Generating the binary AST helps browsers tackle three limitations with the JavaScript language:

  1. Information not available where needed (often caused by language features such as variable hoisting or inner functions)
  2. JavaScript's early error semantics (requires the upfront parsing of every JavaScript file)
  3. Inefficiencies in using characters (ambiguity at the character-level about what type of expression a JavaScript syntax is encoding)

While we cannot easily solve these limitations as they relate to core concepts within the JavaScript language, we can move part of the parsing to the build process. Although JavaScript doesn't require a build step, most complex JavaScript applications already include one. The build process is currently being used to bundle/minify the code, add polyfills, transpile source code from TypeScript, etc. The required build tooling is already present, and the change should have little effect on the build process for most complex applications.

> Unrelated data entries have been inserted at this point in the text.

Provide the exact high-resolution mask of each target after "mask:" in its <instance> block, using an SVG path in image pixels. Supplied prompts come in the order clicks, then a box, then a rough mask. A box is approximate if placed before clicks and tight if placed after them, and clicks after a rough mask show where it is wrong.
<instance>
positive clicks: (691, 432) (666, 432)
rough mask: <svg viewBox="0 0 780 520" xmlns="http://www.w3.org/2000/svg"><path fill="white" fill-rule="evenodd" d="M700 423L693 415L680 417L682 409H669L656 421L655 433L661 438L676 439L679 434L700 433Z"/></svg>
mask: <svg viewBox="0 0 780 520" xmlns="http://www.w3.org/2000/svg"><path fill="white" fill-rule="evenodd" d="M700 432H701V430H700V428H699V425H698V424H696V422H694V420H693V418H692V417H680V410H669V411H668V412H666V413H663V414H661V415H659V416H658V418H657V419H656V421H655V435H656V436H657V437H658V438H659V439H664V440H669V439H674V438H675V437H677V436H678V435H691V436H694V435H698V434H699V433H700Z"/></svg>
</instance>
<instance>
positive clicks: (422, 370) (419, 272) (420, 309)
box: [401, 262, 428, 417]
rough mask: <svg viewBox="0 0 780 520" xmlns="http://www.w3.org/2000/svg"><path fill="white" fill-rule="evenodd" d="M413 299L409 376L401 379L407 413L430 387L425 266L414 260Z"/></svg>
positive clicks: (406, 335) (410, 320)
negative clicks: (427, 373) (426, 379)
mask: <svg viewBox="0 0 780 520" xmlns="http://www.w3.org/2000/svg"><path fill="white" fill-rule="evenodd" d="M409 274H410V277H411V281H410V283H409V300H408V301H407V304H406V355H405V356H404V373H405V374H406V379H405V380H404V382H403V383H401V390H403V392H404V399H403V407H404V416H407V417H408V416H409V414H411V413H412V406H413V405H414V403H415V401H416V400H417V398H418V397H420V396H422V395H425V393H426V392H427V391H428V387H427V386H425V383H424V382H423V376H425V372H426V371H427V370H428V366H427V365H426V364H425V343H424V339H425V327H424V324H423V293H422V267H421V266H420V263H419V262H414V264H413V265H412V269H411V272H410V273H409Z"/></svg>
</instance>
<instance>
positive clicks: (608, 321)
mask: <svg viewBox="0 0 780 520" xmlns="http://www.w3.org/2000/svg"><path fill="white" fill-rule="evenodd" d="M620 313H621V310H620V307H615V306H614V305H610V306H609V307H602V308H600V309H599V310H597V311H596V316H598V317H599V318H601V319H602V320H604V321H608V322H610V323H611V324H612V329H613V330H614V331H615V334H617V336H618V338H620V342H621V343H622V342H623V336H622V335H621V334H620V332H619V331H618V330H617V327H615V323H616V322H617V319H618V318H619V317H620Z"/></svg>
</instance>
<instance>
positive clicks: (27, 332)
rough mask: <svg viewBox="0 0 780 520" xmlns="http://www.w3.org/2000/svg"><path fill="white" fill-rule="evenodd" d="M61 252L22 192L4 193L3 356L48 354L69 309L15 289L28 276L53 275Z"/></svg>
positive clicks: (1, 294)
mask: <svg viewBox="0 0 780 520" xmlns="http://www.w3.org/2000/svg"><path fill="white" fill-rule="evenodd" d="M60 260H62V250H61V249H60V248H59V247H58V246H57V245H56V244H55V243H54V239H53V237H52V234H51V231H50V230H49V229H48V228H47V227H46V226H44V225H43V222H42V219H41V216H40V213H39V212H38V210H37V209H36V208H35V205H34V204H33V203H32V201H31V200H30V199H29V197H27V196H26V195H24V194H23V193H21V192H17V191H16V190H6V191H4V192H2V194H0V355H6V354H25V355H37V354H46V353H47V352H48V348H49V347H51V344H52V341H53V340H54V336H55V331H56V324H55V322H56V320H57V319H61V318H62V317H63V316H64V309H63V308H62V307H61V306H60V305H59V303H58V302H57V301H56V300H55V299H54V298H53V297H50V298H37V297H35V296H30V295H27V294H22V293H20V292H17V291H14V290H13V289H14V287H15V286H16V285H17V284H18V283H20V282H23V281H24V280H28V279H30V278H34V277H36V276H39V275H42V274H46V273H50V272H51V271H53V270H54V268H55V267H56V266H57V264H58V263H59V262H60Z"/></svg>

Initial tests were done using a prototype implementation of the Binary AST within the Firefox browser and facebook.com static newsfeed benchmark.The time required by the browser to create a full AST (without verifying annotations) was reduced by ~70-90%. This improvement provides a considerable reduction, considering the base AST construction time was 500-800 ms. There have also been small improvements to file size compared to plain JavaScript,

The binary proposal is being championed by Mozilla, Facebook, Bloomberg, and Cloudflare. While there has been considerable interest in the Binary AST proposal, preliminary work is promising, and initial support is already present in Firefox, it still has several stages to pass before it gets accepted into the JavaScript language.